Je trouve toujours le temps de manger et je connais bien notre chef. De toute façon dans le cadre professionnel, je ne mange pas de sandwich. Dans la vie, si je n’ai pas le choix, je le fais mais c’est compliqué pour moi si on me fait sauter un repas. Nous étions récemment en Espagne chez des amis. On a mangé à 15h30 ou 16 heures, j’ai tenu… Mais j’aime bien manger à une heure normale de déjeuner.

Jérôme Nutile arrive avec le premier plat : carabineros de Palamos (gambas) en parure de lard paysan ; petits pois du jardin légèrement acidulés ; écume marine relevé au curry d’ici.

Alexandre Brasseur interrompt l’entretien pour parler au chef : [Votre pain aux olives, ce n’est pas du pain… C’est une tuerie aux olives. Je pourrais en manger au petitdéjeuner.] “C’est vrai, c’est une sorte de croissant”, sourit Jérôme Nutile.

En 1992, vous apparaissez dans « Le Souper », où votre père Claude (Joseph Fouché) et Claude Rich (Talleyrand) trouvent un accord de circonstance autour d’un grand repas. La table permet-elle de réconcilier l’irréconciliable ?

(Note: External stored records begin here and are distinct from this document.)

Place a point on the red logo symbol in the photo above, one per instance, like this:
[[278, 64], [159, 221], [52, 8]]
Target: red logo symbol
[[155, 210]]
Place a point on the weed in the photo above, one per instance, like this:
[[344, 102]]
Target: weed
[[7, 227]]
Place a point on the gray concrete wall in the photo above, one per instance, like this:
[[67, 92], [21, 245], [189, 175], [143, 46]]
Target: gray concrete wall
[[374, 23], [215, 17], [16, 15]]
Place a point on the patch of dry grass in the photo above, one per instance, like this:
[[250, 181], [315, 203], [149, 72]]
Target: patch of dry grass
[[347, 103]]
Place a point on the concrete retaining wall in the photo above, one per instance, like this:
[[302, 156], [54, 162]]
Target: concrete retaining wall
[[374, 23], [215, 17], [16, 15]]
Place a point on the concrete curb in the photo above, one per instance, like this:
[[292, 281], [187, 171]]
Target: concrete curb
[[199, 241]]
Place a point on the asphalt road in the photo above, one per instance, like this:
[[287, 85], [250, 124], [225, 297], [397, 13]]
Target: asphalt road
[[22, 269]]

Certainement. La nourriture adoucit les moeurs et permet de se découvrir. Mais plutôt que de parler du Souper, qui est par ailleurs un grand texte, je vous recommande sur ce thème « Les saveurs du palais » avec Catherine Frot, qui joue le rôle de la cuisinière de l’Élysée. Il dit beaucoup de ce qui se joue à ces grandes tables. Je pense en effet qu’un bon repas peut changer la face du monde.

“La nourriture adoucit les moeurs et permet de se découvrir. ”

Arrive la poitrine de pigeon de Monsieur Bourreau aux senteurs de romarin ; coussinet de pomme Granny Smith et anguille fumée. Sucs d’arabica. Jérôme Nutile : “Le petit point vert c’est une essence de romarin. A goûter juste comme ça. On a réalisé une extraction.” Alexandre Brasseur au chef : “J’avais acheté une collection de livres édités par Taschen (Modernist Cuisine, ndlr) où ces techniques sont expliquées… C’est extrêmement compliqué.” JN : “Oui, c’est aussi très long alors que cela paraît très simple. Il faut plus de 6 heures pour élaborer la goutte que vous venez de déguster.”

Et pour ce qui est du restaurant, Quel type de cuisine recherchez-vous ?

J’aime tout, mais vous ne me verrez jamais dans un fastfood. Je n’aime pas non plus la cuisine à emporter. Même une pizza. Elle n’est bonne que quand elle sort du four. La cuisine de restaurant, elle se mange au restaurant. Le repas que nous sommes en train de partager, ce ne serait pas possible à la maison. Je vais vous faire une confidence : le jour où j’ai reçu ma première carte bleue, je suis allé seul à la brasserie Lipp (Boulevard Saint-Germain à Paris, ndlr) pour me payer un pied de cochon avec une bière. Ça avait dû me coûter dans les 100 francs (15 €) à l’époque… J’en ai un excellent souvenir… J’adore les pieds de cochon.

Vous aimez aller au restaurant. Qu’avez-vous ressenti pendant cette longue période de fermeture imposée à la profession ? De la frustration ?

Ce serait de la frustration si tout le monde pouvait y aller sauf moi. C’était surtout une grande lassitude. Avant la date de réouverture, ça a été le compte à rebours… On a compté les jours ! Quand on y repense… une si longue période c’est complètement fou.

Dessert : rencontre entre la carotte nouvelle du jardin en plusieurs versions et le gingembre en pâtisserie. *
Les plats ont été accompagnés de vins élaborés par le Domaine Chabrier Fils : Petite Arvine Sierre Chabrier (Suisse) ; et blanc et rouge IGP Cévennes et Pont du Gard. En digestif, Alexandre Brasseur a goûté le Blue Denime. Un gin élaboré à Saint-Gilles.